2. Sachverhaltliche Ausgangslage
Die Einzelrichterin am Kantonsgericht Zug eröffnete am 25. Februar 2025 auf Antrag der B.__ AG (nachfolgend: Beschwerdegegnerin) über die Beschwerdeführerin den Konkurs. Die geschuldete Forderung betrug CHF 10'230.50 (inkl. Zinsen und Kosten). Die Einzelrichterin begründete ihren Entscheid damit, dass ein Vertreter der Beschwerdeführerin zwar zur Konkursverhandlung erschienen sei, jedoch lediglich einen Zahlungsnachweis über einen Teilbetrag vorlegen konnte. Eine vollständige Zahlung sei auch innert der von der Konkursrichterin angesetzten Frist bis 15.00 Uhr am 25. Februar 2025 nicht beim Betreibungsamt Baar eingegangen.
Die Beschwerdeführerin reichte am 7. März 2025 Beschwerde beim Obergericht des Kantons Zug ein. In ihrer Beschwerdeantwort erklärte die Beschwerdegegnerin, dass die gesamte Konkursforderung einschliesslich Kosten an das Betreibungsamt Baar überwiesen worden sei, und beantragte daher die Gutheissung der Beschwerde und die Aufhebung der Konkurseröffnung. Das Obergericht wies die Beschwerde jedoch mit Urteil vom 15. April 2025 ab. Es stellte fest, dass die Beschwerdeführerin einen Betrag von CHF 10'097.45 (Valuta 25. Februar 2025) und CHF 200.-- (Valuta 27. Februar 2025) an das Betreibungsamt überwiesen hatte. Obgleich die gesamte Forderung damit gedeckt sei (Art. 174 Abs. 2 Ziff. 1 SchKG), sei keine vor der Konkurseröffnung erfolgte vollständige Begleichung der Schuld inklusive Zinsen und Kosten nachgewiesen worden. Daher sei zusätzlich die Zahlungsfähigkeit der Beschwerdeführerin zu prüfen, welche diese nach Ansicht des Obergerichts nicht glaubhaft gemacht habe.

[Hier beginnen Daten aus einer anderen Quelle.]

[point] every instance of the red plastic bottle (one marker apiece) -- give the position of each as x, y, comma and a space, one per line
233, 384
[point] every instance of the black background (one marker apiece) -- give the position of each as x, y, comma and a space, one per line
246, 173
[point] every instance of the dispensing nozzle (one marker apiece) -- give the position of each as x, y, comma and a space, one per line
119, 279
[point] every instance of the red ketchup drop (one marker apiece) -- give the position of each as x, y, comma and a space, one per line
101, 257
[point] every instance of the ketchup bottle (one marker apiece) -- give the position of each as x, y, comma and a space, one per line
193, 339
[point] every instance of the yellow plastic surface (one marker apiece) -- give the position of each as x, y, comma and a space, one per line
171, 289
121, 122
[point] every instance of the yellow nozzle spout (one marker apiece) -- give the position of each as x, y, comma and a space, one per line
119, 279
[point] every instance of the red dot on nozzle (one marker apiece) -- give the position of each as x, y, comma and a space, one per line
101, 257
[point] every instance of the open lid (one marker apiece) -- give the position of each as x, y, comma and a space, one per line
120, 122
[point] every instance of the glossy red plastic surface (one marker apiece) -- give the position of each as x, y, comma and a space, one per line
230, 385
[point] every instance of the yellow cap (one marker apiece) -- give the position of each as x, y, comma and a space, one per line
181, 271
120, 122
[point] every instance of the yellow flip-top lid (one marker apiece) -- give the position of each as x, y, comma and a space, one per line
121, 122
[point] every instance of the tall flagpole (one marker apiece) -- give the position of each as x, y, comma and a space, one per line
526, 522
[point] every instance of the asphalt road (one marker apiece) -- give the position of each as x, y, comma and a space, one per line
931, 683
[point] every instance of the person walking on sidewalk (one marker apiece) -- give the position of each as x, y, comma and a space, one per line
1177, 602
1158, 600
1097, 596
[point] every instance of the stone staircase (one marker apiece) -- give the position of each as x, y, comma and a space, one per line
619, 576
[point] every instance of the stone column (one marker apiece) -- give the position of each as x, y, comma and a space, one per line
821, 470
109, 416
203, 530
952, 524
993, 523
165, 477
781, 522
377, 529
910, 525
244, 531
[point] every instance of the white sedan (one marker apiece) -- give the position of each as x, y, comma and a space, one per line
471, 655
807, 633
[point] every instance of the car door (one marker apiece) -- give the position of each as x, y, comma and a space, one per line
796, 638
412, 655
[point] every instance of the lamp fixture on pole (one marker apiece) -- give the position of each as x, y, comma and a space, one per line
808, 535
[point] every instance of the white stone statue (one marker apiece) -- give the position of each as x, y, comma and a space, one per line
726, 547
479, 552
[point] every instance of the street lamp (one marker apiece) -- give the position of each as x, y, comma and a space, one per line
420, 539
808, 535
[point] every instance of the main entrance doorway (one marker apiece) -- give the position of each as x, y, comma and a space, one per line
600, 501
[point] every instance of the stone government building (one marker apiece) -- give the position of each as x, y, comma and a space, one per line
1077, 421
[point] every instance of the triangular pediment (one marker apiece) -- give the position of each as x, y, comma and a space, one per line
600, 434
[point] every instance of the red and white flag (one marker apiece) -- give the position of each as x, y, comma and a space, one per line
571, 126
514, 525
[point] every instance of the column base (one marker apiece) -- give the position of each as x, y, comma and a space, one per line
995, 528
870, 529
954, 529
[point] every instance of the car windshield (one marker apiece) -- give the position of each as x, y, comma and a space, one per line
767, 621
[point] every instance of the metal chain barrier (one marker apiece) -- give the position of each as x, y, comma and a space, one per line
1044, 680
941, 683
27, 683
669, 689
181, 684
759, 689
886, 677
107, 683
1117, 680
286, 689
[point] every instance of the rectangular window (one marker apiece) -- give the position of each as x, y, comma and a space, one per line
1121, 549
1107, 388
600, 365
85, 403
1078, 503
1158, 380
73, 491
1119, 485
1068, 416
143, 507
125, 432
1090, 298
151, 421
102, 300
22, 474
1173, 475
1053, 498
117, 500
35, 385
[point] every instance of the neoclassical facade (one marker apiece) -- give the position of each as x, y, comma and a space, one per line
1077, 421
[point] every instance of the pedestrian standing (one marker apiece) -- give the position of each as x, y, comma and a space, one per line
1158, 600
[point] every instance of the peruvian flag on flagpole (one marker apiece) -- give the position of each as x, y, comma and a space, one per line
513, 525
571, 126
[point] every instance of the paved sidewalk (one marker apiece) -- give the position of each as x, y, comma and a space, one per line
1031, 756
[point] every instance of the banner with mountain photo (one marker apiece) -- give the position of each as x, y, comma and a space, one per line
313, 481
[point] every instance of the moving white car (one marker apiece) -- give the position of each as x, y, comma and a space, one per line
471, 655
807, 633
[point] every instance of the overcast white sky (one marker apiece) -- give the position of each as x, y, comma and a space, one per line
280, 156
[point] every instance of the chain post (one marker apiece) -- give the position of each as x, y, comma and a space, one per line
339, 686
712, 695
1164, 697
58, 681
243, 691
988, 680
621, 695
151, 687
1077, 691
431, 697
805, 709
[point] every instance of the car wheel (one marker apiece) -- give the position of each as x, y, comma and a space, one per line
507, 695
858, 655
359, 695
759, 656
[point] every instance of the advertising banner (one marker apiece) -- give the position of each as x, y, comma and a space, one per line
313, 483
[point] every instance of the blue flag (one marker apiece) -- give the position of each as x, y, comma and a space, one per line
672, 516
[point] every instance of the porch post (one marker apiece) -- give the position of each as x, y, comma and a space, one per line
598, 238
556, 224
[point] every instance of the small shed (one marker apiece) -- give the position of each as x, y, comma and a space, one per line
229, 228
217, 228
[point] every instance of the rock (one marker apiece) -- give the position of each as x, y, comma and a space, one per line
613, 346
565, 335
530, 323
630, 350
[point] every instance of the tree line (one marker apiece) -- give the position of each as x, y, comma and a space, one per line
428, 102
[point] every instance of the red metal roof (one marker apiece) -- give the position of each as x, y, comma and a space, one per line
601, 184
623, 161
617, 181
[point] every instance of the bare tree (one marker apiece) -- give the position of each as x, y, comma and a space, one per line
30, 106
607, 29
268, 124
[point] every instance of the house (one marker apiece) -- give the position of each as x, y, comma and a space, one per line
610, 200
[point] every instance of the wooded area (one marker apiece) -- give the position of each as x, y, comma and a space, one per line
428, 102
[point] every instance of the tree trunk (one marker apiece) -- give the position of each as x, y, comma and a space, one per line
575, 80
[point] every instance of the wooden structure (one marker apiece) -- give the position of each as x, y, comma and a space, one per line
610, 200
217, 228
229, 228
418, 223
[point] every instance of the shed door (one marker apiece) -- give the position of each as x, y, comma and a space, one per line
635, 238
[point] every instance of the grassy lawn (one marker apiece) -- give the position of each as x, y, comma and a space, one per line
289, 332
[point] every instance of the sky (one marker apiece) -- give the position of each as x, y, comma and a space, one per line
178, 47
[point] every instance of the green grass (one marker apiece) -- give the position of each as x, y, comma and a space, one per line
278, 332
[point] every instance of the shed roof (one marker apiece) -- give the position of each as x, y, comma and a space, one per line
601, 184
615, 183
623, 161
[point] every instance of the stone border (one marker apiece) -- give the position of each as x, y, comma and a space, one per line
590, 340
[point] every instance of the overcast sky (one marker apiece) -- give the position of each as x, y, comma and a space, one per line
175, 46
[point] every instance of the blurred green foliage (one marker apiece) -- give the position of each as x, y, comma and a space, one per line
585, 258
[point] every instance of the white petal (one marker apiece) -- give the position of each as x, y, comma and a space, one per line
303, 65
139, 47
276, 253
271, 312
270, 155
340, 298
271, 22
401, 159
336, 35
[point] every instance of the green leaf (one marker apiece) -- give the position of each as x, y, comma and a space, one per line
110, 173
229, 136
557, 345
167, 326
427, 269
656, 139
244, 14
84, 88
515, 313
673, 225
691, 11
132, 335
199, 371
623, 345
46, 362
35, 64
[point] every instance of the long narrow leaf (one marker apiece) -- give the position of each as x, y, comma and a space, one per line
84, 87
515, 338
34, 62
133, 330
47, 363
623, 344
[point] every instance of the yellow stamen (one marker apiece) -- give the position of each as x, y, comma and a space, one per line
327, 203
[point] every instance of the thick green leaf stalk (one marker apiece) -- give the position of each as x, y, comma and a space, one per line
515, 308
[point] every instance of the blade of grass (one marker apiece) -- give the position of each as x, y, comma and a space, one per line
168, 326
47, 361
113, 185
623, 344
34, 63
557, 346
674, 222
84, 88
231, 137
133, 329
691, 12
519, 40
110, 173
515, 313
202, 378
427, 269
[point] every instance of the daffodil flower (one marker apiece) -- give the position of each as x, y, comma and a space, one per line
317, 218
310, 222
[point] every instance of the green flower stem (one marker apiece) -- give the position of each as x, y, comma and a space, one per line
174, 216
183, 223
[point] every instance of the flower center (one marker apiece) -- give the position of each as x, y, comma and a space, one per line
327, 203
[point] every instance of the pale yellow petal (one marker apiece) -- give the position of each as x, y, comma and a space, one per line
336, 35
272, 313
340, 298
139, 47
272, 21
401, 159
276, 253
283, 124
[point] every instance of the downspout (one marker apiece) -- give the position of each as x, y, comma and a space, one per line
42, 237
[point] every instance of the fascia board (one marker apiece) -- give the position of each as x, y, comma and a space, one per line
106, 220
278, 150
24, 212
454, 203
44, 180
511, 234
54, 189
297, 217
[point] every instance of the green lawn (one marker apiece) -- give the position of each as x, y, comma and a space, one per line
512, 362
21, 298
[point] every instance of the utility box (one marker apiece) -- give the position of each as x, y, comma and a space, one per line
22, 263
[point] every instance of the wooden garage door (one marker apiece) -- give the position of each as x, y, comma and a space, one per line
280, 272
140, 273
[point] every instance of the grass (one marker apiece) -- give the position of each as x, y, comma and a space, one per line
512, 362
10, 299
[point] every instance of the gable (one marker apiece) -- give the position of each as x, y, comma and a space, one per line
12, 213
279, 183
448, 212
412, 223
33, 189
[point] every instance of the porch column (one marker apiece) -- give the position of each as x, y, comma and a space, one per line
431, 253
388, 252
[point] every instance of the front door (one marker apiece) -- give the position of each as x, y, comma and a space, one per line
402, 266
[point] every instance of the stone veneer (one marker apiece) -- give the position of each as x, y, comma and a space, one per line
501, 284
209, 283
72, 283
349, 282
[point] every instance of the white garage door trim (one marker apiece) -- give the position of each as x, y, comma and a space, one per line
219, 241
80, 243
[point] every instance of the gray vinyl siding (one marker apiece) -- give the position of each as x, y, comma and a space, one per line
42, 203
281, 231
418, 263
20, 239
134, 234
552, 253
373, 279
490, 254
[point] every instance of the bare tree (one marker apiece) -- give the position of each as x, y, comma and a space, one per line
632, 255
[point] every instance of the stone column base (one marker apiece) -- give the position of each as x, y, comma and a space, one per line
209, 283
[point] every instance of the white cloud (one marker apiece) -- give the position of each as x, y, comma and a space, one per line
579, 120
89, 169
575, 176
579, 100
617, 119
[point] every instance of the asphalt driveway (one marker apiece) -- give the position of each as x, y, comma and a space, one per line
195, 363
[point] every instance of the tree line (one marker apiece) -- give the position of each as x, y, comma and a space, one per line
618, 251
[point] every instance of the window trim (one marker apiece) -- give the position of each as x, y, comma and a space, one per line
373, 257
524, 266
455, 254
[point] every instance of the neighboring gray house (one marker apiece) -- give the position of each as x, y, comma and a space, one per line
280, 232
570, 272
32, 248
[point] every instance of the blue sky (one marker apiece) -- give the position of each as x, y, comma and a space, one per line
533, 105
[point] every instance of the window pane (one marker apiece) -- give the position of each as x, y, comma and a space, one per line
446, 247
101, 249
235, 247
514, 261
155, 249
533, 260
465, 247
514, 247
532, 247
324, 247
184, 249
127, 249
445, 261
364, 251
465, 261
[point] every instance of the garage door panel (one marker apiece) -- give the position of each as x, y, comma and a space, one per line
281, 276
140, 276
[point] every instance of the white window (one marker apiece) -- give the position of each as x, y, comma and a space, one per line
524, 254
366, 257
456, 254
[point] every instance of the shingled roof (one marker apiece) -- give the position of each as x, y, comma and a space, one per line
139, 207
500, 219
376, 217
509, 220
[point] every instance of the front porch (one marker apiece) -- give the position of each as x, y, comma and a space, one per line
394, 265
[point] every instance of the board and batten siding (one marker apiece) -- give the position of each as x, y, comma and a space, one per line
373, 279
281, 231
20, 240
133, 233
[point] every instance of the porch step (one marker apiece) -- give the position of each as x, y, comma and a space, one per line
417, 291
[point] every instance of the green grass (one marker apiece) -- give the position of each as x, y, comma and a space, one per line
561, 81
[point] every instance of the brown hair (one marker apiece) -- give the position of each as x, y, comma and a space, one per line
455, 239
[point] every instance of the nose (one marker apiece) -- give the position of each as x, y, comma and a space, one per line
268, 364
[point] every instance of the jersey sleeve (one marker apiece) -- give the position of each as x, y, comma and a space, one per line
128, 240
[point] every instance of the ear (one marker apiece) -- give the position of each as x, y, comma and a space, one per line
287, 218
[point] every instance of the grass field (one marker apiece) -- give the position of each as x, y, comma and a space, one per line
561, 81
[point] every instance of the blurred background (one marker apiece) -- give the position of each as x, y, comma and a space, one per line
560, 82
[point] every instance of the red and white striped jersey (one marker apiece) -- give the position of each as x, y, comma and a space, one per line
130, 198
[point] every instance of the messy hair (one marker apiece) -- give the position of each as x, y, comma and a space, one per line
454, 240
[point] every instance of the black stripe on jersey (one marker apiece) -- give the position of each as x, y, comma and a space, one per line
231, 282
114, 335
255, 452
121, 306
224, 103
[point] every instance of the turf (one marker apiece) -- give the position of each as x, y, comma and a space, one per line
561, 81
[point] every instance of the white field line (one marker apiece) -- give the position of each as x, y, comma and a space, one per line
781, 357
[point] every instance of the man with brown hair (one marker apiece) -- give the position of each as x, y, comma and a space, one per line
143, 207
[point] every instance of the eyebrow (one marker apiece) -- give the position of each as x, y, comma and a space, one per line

Dagegen gelangte die Beschwerdeführerin am 15. Mai 2025 mit Beschwerde in Zivilsachen an das Bundesgericht, beantragte die Aufhebung des obergerichtlichen Urteils und der Konkurseröffnung sowie die Gewährung der aufschiebenden Wirkung. Letztere wurde mit Präsidialverfügung vom 4. Juni 2025 dahingehend erteilt, dass der Konkurs eröffnet bleibt, Vollstreckungsmassnahmen jedoch bis zum bundesgerichtlichen Entscheid zu unterbleiben haben.
3. Rechtliche Problematik und Argumentation des Bundesgerichts
Die zentrale Frage des vorliegenden Falls war, unter welchen Voraussetzungen eine Konkurseröffnung aufgehoben werden kann, insbesondere wenn die vollständige Schuldtilgung (inkl. Gerichtskosten) erst nach der Konkurseröffnung, aber noch innerhalb der Beschwerdefrist erfolgt.
3.1. Zeitpunkt der Schuldtilgung und die Unterscheidung von echten und unechten Noven (Erwägung 3)
Das Bundesgericht beleuchtet zunächst die Regelung des Novenrechts im Beschwerdeverfahren gegen die Konkurseröffnung gemäss Art. 174 SchKG:
Definition der "Kosten" nach Art. 172 Ziff. 3 und Art. 174 Abs. 2 SchKG: Das Bundesgericht hält fest, dass die zur Abwendung des Konkurses zu tilgenden oder hinterlegenden "Kosten" nicht nur Betreibungs- und Rechtsöffnungskosten umfassen, sondern auch die Gerichtskosten des angefochtenen Konkurserkenntnisses samt einer allfälligen Parteientschädigung sowie die Kosten des Konkursamtes (BGE 133 III 687 E. 2; Urteile 5A_217/2024 E. 2.1; 5A_829/2014 E. 3.3 und 3.5). Im vorliegenden Fall wurde die Beschwerdeführerin in der Vorladung zur Konkursverhandlung explizit auf die Notwendigkeit hingewiesen, auch die Gerichtskosten von CHF 200.-- zu sichern. Sie zahlte jedoch vor Konkurseröffnung lediglich CHF 10'097.45, womit ein Fehlbetrag von CHF 133.05 verblieb.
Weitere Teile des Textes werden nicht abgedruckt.